Health Care System Using AI

Our team of AI experts works closely with our company to develop a comprehensive AI roadmap aligned with our business objectives. From identifying AI use cases to prioritizing implementation strategies, we provide strategic guidance to maximize the impact of AI on your operations.

Leverage the latest advancements in machine learning, natural language processing, computer vision, and predictive analytics to build custom AI solutions tailored to your specific needs. Whether you’re looking to automate repetitive tasks, enhance decision-making processes, or optimize resource allocation, we deliver innovative AI applications that drive measurable results.

Smart Scan

HAPPENINGS IN ADMIN PANEL

Smart Scan Reports provide essential information about the imaging findings and biggest appropriate follow up action, helping healthcare provides priorilize patient care while a waiting the detailed interpretation from a doctor
Surely! Some example for patient scan reports that could be uploaded in the website while waiting for a doctor’s report:-
Example:-
Patient ID : 12345
Scan type : MRI Scan
Findings : Patient Pictorial Images were Uploaded
Scanning : Waiting for Doctor Report
 

WAITING FOR THE DOCTOR REPORT

Smart Scan routed to doctor’s mail and it was Identified and a sheet of report back to the admin panel

Report Generated :
Bilateral temporal lobe atrophy with hippocampal sclerosis. differential diagnosis includes Alzheimer disease or temporal lobe epilepsy
Output :
Report of patient Generated Successfully

Image Acquisition

The first step involves acquiring the medical images through various imaging modalities such as MRI, CT, X-ray, ultrasound, etc. These images are then stored digitally.

Image Preprocessing

Before AI algorithms can analyze the images, preprocessing steps may be applied to enhance image quality, remove noise, and standardize the format. This ensures that the AI algorithms receive clean and consistent input.

Image Analysis

AI algorithms, often based on deep learning techniques such as convolutional neural networks (CNNs), analyze the medical images pixel by pixel. They learn patterns, features, and abnormalities from large datasets of labeled medical images.
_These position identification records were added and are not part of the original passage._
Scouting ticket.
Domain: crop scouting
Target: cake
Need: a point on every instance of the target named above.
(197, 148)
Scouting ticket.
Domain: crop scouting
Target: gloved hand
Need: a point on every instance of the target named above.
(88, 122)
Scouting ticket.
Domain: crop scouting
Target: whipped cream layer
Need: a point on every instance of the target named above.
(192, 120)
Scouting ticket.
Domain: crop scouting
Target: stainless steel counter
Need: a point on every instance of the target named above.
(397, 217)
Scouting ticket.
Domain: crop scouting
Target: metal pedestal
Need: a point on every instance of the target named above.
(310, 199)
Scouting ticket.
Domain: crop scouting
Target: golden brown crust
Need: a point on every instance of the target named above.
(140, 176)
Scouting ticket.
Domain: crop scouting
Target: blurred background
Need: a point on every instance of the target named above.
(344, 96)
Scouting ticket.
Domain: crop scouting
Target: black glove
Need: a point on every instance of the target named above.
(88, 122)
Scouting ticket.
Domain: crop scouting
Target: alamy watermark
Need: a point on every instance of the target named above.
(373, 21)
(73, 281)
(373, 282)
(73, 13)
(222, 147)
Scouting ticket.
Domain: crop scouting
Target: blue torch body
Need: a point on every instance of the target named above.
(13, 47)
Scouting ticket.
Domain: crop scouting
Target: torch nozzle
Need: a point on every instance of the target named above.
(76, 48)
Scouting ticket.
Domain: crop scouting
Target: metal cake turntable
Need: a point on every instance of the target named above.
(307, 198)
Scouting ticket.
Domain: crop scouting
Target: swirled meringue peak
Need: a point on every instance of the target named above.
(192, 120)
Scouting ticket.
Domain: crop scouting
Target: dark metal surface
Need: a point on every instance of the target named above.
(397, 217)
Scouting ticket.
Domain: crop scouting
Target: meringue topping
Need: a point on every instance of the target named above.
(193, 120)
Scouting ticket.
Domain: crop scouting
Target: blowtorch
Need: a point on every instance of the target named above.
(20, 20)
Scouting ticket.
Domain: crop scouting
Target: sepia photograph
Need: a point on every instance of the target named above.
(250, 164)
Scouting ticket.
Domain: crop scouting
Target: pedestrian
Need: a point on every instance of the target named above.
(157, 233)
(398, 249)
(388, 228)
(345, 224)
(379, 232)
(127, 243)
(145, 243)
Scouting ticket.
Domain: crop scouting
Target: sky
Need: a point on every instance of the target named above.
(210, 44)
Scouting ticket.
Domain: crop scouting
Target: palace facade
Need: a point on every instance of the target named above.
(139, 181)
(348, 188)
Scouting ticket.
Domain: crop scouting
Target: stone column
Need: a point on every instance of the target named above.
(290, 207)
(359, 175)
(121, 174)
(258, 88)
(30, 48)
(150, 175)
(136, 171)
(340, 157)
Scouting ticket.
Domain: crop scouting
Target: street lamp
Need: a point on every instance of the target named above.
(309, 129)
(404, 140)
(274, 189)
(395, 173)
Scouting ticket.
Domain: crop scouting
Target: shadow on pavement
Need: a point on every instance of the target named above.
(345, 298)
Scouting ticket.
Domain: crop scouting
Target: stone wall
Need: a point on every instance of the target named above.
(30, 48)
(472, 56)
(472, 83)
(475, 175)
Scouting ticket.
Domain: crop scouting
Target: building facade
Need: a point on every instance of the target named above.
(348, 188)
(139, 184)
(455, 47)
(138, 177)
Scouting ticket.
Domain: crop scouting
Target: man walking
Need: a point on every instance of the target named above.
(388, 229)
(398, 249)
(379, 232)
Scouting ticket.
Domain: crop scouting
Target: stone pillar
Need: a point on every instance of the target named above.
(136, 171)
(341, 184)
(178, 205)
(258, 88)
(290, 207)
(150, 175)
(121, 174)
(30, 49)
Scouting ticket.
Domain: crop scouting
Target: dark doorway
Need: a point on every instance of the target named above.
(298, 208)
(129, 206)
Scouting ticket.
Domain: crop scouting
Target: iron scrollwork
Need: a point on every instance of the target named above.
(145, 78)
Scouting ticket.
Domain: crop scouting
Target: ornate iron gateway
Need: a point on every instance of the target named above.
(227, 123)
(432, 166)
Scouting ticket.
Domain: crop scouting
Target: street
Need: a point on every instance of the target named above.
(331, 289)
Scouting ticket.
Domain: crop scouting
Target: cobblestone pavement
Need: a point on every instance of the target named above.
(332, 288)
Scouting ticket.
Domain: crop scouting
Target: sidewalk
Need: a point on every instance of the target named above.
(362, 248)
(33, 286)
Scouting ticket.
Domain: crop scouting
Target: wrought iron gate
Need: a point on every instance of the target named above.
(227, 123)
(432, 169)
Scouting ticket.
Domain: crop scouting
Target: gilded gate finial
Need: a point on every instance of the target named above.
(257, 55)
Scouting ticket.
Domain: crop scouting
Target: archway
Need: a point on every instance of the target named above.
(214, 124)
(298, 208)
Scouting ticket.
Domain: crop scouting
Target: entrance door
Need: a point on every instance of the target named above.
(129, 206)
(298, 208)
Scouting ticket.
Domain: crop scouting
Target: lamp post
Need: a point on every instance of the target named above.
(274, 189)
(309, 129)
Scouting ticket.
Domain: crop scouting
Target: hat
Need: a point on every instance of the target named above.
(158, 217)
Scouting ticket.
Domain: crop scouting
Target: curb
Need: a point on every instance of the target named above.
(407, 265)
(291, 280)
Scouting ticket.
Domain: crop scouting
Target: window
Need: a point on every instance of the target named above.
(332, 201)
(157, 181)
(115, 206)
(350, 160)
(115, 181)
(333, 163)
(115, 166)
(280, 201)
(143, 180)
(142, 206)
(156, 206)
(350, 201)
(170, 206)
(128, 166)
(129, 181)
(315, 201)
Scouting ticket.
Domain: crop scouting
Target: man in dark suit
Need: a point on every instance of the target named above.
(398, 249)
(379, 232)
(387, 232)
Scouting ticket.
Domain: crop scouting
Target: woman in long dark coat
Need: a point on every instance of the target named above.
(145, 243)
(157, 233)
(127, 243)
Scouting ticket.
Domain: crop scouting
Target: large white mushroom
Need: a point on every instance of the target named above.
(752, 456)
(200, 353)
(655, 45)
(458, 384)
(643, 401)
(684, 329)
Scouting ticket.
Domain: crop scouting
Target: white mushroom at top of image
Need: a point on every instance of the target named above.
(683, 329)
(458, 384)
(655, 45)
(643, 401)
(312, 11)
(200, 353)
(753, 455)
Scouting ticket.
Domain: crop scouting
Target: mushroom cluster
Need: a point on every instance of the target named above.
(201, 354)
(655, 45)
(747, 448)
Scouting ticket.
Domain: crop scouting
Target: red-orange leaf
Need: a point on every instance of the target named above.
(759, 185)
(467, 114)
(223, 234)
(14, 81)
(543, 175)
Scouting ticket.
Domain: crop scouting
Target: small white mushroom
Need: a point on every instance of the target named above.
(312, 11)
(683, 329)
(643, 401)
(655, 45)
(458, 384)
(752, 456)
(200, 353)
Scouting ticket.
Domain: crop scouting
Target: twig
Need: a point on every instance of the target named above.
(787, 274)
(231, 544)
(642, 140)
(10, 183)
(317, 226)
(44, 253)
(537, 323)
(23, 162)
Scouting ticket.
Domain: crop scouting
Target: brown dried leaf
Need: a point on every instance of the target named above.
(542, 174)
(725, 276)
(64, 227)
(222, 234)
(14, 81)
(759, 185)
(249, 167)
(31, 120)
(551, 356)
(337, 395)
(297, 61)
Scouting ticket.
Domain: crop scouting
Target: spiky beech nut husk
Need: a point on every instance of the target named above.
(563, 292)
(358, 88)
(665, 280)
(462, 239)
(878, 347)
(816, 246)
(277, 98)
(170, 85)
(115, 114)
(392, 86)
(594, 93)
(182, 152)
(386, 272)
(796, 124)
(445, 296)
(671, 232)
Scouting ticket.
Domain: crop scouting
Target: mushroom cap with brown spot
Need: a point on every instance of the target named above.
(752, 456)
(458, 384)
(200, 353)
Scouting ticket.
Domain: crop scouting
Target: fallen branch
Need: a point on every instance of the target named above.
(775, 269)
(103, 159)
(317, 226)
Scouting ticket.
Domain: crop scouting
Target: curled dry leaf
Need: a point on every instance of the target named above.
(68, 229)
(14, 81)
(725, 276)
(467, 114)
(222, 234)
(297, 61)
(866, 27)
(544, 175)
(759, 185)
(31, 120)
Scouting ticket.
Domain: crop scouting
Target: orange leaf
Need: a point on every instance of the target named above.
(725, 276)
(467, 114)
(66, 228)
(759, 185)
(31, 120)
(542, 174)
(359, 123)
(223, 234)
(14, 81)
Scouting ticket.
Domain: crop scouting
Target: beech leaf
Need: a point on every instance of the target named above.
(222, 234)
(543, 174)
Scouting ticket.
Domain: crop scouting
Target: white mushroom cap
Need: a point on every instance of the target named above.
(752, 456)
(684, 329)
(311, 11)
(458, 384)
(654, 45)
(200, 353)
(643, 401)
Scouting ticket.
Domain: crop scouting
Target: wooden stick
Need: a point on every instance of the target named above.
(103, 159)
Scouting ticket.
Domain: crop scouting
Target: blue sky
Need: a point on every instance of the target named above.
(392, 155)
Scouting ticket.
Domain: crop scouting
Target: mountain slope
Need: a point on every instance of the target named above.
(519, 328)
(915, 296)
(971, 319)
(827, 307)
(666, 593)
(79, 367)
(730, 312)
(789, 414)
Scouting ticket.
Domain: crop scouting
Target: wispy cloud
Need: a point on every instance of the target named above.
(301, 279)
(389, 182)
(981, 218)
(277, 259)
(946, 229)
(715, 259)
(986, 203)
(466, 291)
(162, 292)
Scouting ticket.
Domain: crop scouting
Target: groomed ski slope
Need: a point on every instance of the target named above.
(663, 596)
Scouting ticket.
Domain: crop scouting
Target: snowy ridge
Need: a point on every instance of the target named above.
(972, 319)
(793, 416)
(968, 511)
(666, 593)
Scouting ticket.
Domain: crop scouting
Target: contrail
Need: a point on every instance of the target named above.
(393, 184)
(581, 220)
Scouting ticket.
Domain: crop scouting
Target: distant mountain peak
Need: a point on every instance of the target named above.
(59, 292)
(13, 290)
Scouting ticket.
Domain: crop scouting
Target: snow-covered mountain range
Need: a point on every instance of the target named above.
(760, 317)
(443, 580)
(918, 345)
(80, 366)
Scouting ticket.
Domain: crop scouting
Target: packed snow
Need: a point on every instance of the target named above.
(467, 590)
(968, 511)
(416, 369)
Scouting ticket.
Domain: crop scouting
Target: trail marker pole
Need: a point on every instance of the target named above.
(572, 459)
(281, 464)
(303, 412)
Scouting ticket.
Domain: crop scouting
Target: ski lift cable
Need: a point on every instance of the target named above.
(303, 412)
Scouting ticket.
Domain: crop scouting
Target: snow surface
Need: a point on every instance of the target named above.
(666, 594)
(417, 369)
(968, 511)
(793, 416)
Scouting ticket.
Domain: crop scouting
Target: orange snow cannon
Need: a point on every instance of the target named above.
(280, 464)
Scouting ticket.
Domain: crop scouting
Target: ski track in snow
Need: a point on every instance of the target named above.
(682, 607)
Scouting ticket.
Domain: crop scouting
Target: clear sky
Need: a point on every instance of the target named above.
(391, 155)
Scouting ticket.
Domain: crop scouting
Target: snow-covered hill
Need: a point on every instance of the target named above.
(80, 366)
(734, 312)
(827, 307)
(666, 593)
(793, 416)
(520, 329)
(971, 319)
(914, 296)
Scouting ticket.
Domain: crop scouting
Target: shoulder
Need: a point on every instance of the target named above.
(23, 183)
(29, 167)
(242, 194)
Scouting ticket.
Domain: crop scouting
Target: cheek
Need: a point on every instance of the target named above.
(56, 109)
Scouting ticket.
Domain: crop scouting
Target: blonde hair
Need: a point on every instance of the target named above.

Interpretation and Diagnosis

Based on the learned patterns, the AI system interprets the images and generates preliminary reports. This may involve identifying abnormalities, classifying conditions, and providing quantitative measurements.

Report Generation

The AI system generates structured reports summarizing its findings. These reports typically include the type of scan performed, any abnormalities detected, recommended follow-up actions, and relevant quantitative measurements.

Review by Healthcare Professional

While AI can provide initial interpretations, the generated reports are usually reviewed by healthcare professionals such as radiologists, pathologists, or specialists. They verify the findings, provide additional clinical context, and make any necessary adjustments or corrections to the reports.

Finalization and Distribution

Once reviewed and finalized by a healthcare professional, the patient scan reports are stored in the electronic health record (EHR) system and made available to the patient and other authorized healthcare providers through secure channels, such as patient portals or integrated healthcare platforms.
By automating the analysis and interpretation of medical images, AI can help streamline the reporting process, reduce turnaround times, and assist healthcare professionals in providing timely and accurate diagnoses and treatment recommendations.